# bilobal placenta?



## jenangelcat (Apr 17, 2004)

There is a woman on my freecycle board looking for info on this;
_
I am currantly 21 weeks pregnant and found out I have bilobal
placenta which means there is two placenta and I am being reffered
to dr.siren for it, I am really concerned since my midwife is not
really able to give me much info on it and I cant find any info on
what it is I have._

I've googled it a can't find anything. Any ideas? Apparently they are moving towards a c-section.

Jen


----------



## amyro (Aug 6, 2004)

google "bilobate placenta" instead.

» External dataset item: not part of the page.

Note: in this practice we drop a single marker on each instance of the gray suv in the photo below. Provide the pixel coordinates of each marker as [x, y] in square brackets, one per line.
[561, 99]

Interestingly, I just attended a birth with a bilobed placenta the other day and everything went smoothly (it was a birth center birth). The risk with bilobed placentas is that there can be blood vessels that connect the two lobes that can rupture during labor, which can be life-threatening to the baby. This is extremely rare, however.

I looked it up on Up-to-Date (an evidence-based medical database which is very medical model but still something I rely on for assessments of the literature on rare things like this.) The bilobate placenta is discussed in the section on velamentous insertions of the umbilical cord (another thing you can google). Here is their assessment:

Given these risks, in the setting of a suspected velamentous insertion it would appear prudent to perform a careful anatomic fetal survey to look for structural anomalies, assess fetal growth, evaluate for vasa previa, continuously monitor the fetal heart rate intrapartum, and exercise caution when exerting traction on the umbilical cord during the third stage of labor. Moreover, the patient should be advised to call her physician with the onset of labor and, in our opinion, such pregnancies should not be allowed to proceed beyond 40 weeks of gestation. However, there are no data from large or controlled studies on which to base these recommendations. There is also no evidence that additional measures (eg, elective induction of labor or prophylactic cesarean delivery) are indicated. Finally, it should be noted the diagnosis of velamentous insertion is usually not made in the antenatal period and failure to make such a diagnosis is not a breach of the standard of care [66].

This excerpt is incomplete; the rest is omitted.